I'm not trying to canonize the Song of Songs (certainly it doesn't need me for that!) - only aiming to suggest how it represents a central aspect of poetry per se : the search for wholeness, integration - the attunement, the harmony of male & female, parent & child, sibling & sibling, neighbor & stranger - of love with life, soul with body, soul with God.

It can be argued that I'm singling out only one aspect of poetry. True, but there's no help for it : this "manifesto" is an effort to describe my own experience. & what I'm suggesting is that the impulse to write poetry cannot be separated from the impulse to love. Song, as such, is an effusion, an emanation from a state of harmony, or an intuition about possible harmony. It is a back-&-forth, reciprocal drama, which happens as a kind of conversation or encounter, within the creative imagination of the poet.

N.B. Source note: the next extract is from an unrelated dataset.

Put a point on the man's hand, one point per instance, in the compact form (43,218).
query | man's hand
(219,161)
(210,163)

The affective pathos in individual poems, those qualities which move us, emotionally, are like mini-dramas, off-shoots from the central energy of this creative "love-impulse". The poet, echoing & re-echoing an inward "song of songs", is actually wooing some sweet dimension of life, earth & reality. The song of the poet is analogous in this sense to the "bride" or "bridegroom" (as symbolized in the Book of Revelation).

I think it can be said that the two great (unmatched, unmatching) towers of Western poetry, Shakespeare & Dante, share one central concern : to delineate the nature of love, to measure its whole scale of motives & effects - from blind self-regard to the patient kindness of other-centered agape (rooted fundamentally in the joy & gratitude of life).

These are "soul" matters : not so conducive to scientific analysis or determinate calculation. But that's why poetry happens, anyway : because "there are more things in heaven and earth than are met with in your philosophy, Horatio."

LOVE is anterior to life,
Posterior to death,
Initial of creation, and
The exponent of breath.

- E. Dickinson

I want to mention one further consequence of the state of affairs I am trying to evoke here. It seems to me that, if the life of poetry consists in a kind of soul-courtship, or in Mandelstam's terms, a "playful hide-&-seek with the Father", then maybe we have to try to set aside some of the more pedantic, deterministic, superficial, in-house, or otherwise quantified & utilitarian critical approaches to literary reception. Just as the poet's creative labor is subject to the mysterious impulse of the "muse" of soul-searching love - so the reader's reception of the fruits of that labor will echo these deeper dimensions or concerns. & these things are difficult to judge & quantify. The relationship between a poet and his/her culture is analogous to the unpredictable and dramatic dance of courtship. For every culture, this can result in a very long "crane dance" - over centuries, even - at the gate of a very complex labyrinth.